W czwartek wieczorem kilkanaście minut po godzinie dziewiętnastej dyżurny starachowickiej komendy otrzymał zgłoszenie, z którego wynikało, że na drodze krajowej numer 9 samochód jedzie "pod prąd".
"Wobec dużego zagrożenia na miejsce niezwłocznie skierowano patrol ruchu drogowego. Policjanci już po chwili zauważyli wskazany w zgłoszeniu pojazd. Poruszał się z uszkodzoną oponą, zmuszając inne samochody do zjeżdżania z drogi" - przekazała w komunikacie świętokrzyska policja.
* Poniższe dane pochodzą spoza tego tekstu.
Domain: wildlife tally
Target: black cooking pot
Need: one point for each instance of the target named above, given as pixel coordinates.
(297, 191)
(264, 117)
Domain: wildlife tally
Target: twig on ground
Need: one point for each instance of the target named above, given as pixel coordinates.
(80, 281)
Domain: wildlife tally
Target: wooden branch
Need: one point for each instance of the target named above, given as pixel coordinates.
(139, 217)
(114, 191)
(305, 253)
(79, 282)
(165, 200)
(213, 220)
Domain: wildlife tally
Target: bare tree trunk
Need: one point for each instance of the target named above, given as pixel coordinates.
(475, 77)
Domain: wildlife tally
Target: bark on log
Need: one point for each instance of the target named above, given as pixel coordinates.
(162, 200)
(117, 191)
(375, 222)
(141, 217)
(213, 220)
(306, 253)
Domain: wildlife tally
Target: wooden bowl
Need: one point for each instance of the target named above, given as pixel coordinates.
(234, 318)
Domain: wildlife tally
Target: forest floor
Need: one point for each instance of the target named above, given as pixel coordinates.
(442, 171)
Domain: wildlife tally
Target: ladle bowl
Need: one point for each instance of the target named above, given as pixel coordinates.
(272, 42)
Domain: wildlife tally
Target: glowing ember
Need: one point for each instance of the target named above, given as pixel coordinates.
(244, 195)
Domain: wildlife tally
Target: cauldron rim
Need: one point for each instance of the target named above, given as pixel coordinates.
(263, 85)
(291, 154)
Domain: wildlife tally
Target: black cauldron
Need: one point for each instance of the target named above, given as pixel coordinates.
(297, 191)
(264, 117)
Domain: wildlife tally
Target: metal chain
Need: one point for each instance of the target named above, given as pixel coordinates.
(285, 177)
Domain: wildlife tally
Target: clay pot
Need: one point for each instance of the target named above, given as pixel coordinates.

Nie zatrzymała się do policyjnej kontroli
Jak poinformowali mundurowi, kierująca mazdą pomimo sygnałów policyjnych nie zatrzymała się do kontroli. "Dalszą jazdę uniemożliwiło jej czołowe zderzenie z toyotą" - podała policja.
Autem kierowała 37-latka. Kobieta została przebadana na zwartość alkoholu w organizmie, była trzeźwa. Została jej pobrana krew do badań. Trafiła do policyjnej celi.
Czytaj też: "O kurde, człowiek jedzie pod prąd!". Kobietę na autostradzie nagrał inny kierowca, była pijana
Usłyszała zarzuty
"Okazało się, że 37-latka już wcześniej spowodowała kolizję z volkswagenem, co prawdopodobnie tłumaczy uszkodzoną oponę" podała w komunikacie policja. Mundurowi dodali, że w dwóch kolizjach spowodowanych przez kobietę nikt nie został ranny.
Kobieta będzie odpowiadała m.in. za kolizje drogowe oraz za niezatrzymanie się do kontroli drogowej.